Nuit 13/14 – Entre samedi et dimanche

Quand j’étais petite la chambre de mon frère était de l’autre côté de la mienne, de chambre. Tous les dimanches soir, j’entendais depuis mon lit simple le générique angoissant, minéral – je me souviens bien penser ce mot, minéral – de la série médicale Urgences. J’étais pétrifiée  sous ma couverture de laine, les draps pourtant bien bordés, rassurants.

Jour 8 et 9 – Lundi et mardi

Les jours se marient comme des amants trop pressés; pourtant ils ne se ressemblent pas.

J’ai un jardin, je fais donc partie des privilégiés. Déjà que je suis blanche et hétérosexuelle, ca fait beaucoup. Au moins je suis une femme, ça contrebalance. Mais cis, alors bon c’est pas ouf non plus.  Par contre je ne suis pas partie dans ma maison secondaire à Trouville, je suis restée coûte que coûte dans ma colocation, à Clapton. Et je vis avec mes propriétaires. Ils ont deux petites filles, et maintenant, à force de me voir voguer dans la maison, la plus grande essaie de prononcer mon prénom. Et c’est mignon, parce qu’elle est toute petite, et qu’elle est anglaise. Alors pour le moment, elle n’y arrive pas. Mais elle me fait coucou, quand je suis dans la cuisine et elle en haut des marches, et elle me dit bye bye quand je monte dans ma chambre. C’est étrange ce confinement à l’anglaise. Ça nous fait passer des moments incongrus avec des gens qu’on ne connaît pas vraiment. Mais on les aime quand même, malgré tout.

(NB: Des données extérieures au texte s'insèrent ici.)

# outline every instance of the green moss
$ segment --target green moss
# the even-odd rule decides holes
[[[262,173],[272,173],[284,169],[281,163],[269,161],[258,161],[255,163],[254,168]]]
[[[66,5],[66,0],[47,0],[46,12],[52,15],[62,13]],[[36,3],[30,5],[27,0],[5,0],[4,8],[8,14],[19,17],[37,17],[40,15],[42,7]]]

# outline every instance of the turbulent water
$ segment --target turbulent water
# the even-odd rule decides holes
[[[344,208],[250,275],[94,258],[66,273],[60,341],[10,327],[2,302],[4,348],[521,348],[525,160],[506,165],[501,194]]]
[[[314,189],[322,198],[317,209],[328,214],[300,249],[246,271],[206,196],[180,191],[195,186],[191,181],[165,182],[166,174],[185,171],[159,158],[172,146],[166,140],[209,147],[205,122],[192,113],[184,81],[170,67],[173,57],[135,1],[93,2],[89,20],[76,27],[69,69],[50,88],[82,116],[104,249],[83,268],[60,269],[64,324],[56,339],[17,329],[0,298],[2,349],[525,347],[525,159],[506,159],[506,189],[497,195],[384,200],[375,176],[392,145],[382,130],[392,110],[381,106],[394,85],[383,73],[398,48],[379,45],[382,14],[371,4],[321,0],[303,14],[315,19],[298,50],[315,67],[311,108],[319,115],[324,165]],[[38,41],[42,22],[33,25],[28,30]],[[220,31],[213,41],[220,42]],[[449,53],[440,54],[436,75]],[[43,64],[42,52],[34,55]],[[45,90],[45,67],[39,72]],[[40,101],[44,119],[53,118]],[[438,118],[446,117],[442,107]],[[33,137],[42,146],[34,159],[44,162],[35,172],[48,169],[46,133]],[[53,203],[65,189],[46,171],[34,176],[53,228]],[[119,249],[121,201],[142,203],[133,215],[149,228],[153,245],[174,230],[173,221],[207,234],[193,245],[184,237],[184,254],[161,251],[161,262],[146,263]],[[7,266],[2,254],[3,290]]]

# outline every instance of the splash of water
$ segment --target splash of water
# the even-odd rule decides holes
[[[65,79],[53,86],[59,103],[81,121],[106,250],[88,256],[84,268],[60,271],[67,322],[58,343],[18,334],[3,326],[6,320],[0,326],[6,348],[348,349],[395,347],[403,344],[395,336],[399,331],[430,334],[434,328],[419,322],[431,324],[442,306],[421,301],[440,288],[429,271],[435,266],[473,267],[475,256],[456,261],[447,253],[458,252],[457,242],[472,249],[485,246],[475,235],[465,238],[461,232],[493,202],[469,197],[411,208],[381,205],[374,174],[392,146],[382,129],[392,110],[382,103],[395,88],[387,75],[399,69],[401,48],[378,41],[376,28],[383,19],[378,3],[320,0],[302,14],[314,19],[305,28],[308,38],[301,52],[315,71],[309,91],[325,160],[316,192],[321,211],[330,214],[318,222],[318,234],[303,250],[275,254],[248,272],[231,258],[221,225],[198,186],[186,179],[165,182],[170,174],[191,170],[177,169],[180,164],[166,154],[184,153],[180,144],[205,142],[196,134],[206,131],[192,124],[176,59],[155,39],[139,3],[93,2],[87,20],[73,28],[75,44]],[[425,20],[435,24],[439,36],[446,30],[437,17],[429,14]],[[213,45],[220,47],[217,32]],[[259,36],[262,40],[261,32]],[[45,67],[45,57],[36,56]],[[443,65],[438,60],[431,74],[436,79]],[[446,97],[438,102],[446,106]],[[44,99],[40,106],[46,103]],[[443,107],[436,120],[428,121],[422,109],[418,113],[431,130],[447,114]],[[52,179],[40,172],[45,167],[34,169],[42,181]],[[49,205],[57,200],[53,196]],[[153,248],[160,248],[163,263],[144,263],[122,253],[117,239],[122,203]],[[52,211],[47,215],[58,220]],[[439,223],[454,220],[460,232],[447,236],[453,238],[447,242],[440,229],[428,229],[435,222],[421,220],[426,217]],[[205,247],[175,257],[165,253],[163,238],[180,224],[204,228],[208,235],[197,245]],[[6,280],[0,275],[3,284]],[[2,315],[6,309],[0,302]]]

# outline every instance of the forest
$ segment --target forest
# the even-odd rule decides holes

Je disais, j’ai un jardin. Et plein d’outils. Je redécouvre des plantes, le marigold anglais et le forsythias, tous les deux jaunes poussin, le grand laurier et le petit à ses côtés, et un énorme jasmin qui joue le parasol. Il y a aussi l’olivier, la lavande et le romarin. Une énorme vigne vierge se prend pour le parrain et étend ses tentacules de chaque côté d’une mare, où trône un soleil bleu.

Jour 7 – Dimanche

Une semaine. Garder ses distances, avec les autres, mais aussi avec soi-même. Se laisser du temps, de l’espace. Je suis sortie aujourd’hui, pour quelques courses. Qui me coûtent super chère d’ailleurs, 3o livres pour du beurre, du vin, du lait et du pain. Ah oui et du cheddar, encore. Sans compter les dix-huit citrons (non quand même pas) et le gingembre. Mais c’est ma petite épicerie. Et la fille qui me sert est française, alors je la soutiens, jusqu’au bout, parce qu’elle est courageuse, et en colère. Elle ne comprend pas pourquoi les gens continuent de prendre le soleil et de flâner comme si c’était un dimanche comme les autres. C’est bien évidemment loin d’être un dimanche comme les autres. Ah, mes yeux sont lourds à force de fixer mes écrans, d’envoyer mes messages. Alors je disais, elle ne comprend pas comment les parcs peuvent êtres bondés, commes les marchés sont toujours ouverts, comment les gens peuvent aller faire des courses pour un paquet de gâteaux, au risque d’être contaminé ou de la contaminer elle. Elle ne comprend pas pourquoi personne ne pense à sa famille, pourquoi personne ne pense qu’elle est peut-être en contact avec des vulnérables. Elle ne comprend pas pourquoi les gens s’entassent les uns sur les autres. Et ça d’ailleurs je ne comprends pas non plus. J’étais à deux doigts de repousser une dame avec son panier vert, de demander à cette homme avec son masque de se reculer, de crier au visage (en respectant les distances de sécurité) de ces anglais qui se croient plus malin que tout le monde. Mais bien heureusement, mes amis eux, se sont aussi isolés, même si personne ne leur a imposé, aucun confinement obligatoire. Et croyez-moi ici on a pas de maison de vacances, et on vit en colocation. Mais après tout s’il faut mettre des amendes pour que les inconscients arrêtent d’acheter deux trois patates au marché en période de pandémie alors j’attends le discours officiel. Pour une fois qu’on voit le futur, on pourrait peut-être faire les bons choix. STAY HOME.